Mixed-phenotype acute leukemia with trilineage differentiation presenting as a non-leukemic mediastinal tumor

Abstract

Mixed-phenotype acute leukemia (MPAL) is an uncommon hematological malignancy, and cases exhibiting trilineage differentiation are extraordinarily rare. Here, we report the case of a 63-year-old male patient who presented with severe dyspnea secondary to a massive anterior mediastinal mass and pleural effusion, in the absence of detectable abnormal cells in the peripheral blood. Immunophenotypic analysis of pleural fluid and tumor biopsy revealed an unprecedented trilineage phenotype with concurrent expression of T-lymphoid (cytoplasmic CD3⁺ and CD7⁺), B-lymphoid (CD19⁺ and CD22⁺), myeloid (cytoplasmic MPO⁺ and CD33⁺) markers, along with stem cell (CD34⁺ and HLA-DR⁺), and lymphoblastic (TdT⁺) markers.
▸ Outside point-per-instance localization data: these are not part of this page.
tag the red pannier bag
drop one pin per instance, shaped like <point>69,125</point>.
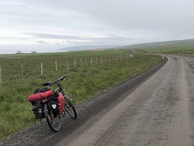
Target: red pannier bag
<point>61,103</point>
<point>40,96</point>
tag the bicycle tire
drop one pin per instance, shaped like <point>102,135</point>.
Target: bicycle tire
<point>70,109</point>
<point>54,122</point>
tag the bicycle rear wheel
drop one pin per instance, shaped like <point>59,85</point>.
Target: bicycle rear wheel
<point>54,121</point>
<point>70,109</point>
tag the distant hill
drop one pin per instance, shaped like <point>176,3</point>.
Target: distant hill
<point>77,48</point>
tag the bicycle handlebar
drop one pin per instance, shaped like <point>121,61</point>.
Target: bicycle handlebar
<point>59,79</point>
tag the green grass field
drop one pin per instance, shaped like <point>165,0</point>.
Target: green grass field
<point>94,72</point>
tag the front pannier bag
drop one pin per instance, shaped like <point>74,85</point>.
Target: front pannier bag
<point>57,104</point>
<point>40,95</point>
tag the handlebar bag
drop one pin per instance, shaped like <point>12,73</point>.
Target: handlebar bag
<point>40,95</point>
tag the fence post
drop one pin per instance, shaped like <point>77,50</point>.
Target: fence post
<point>75,62</point>
<point>56,65</point>
<point>91,61</point>
<point>1,76</point>
<point>22,67</point>
<point>41,68</point>
<point>96,60</point>
<point>80,61</point>
<point>67,64</point>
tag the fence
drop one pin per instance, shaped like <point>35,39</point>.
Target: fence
<point>65,64</point>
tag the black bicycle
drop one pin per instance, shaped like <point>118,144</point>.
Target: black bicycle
<point>52,104</point>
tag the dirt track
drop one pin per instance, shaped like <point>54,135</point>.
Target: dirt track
<point>155,110</point>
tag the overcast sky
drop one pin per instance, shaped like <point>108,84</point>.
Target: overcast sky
<point>49,25</point>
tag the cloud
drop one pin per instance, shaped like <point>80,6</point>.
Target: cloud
<point>119,22</point>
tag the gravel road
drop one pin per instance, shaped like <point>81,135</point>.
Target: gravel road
<point>155,108</point>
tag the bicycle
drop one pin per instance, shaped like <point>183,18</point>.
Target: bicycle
<point>46,104</point>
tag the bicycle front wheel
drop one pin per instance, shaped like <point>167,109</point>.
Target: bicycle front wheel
<point>70,109</point>
<point>54,121</point>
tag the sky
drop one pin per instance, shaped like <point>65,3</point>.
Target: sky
<point>49,25</point>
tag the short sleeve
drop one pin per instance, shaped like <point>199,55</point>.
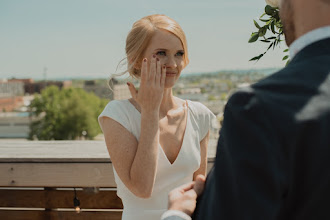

B-lineage commitment was further confirmed by immunoglobulin heavy chain gene rearrangement. These findings established a diagnosis of T/B/myeloid triphenotypic MPAL presenting as an aleukemic disease with minimal bone marrow infiltration (<1%). Initial treatment with acute myeloid leukemia-directed induction therapy (daunorubicin plus cytarabine) proved refractory. However, the hyperCVAD regimen, which is an acute lymphoblastic leukemia (ALL)-directed approach, achieved a complete metabolic response. Subsequent consolidation with cord blood transplantation resulted in durable remission lasting 2 years before a late relapse, which occurred in the mediastinal region. This is the first reported case of non-leukemic, triphenotypic MPAL presenting as a primary mediastinal tumor, highlighting the diagnostic complexity and therapeutic challenges associated with this rare malignancy. Based on our experience, intensive ALL-directed chemotherapy followed by allogeneic stem cell transplantation may offer an effective therapeutic strategy for this exceptionally rare clinical entity.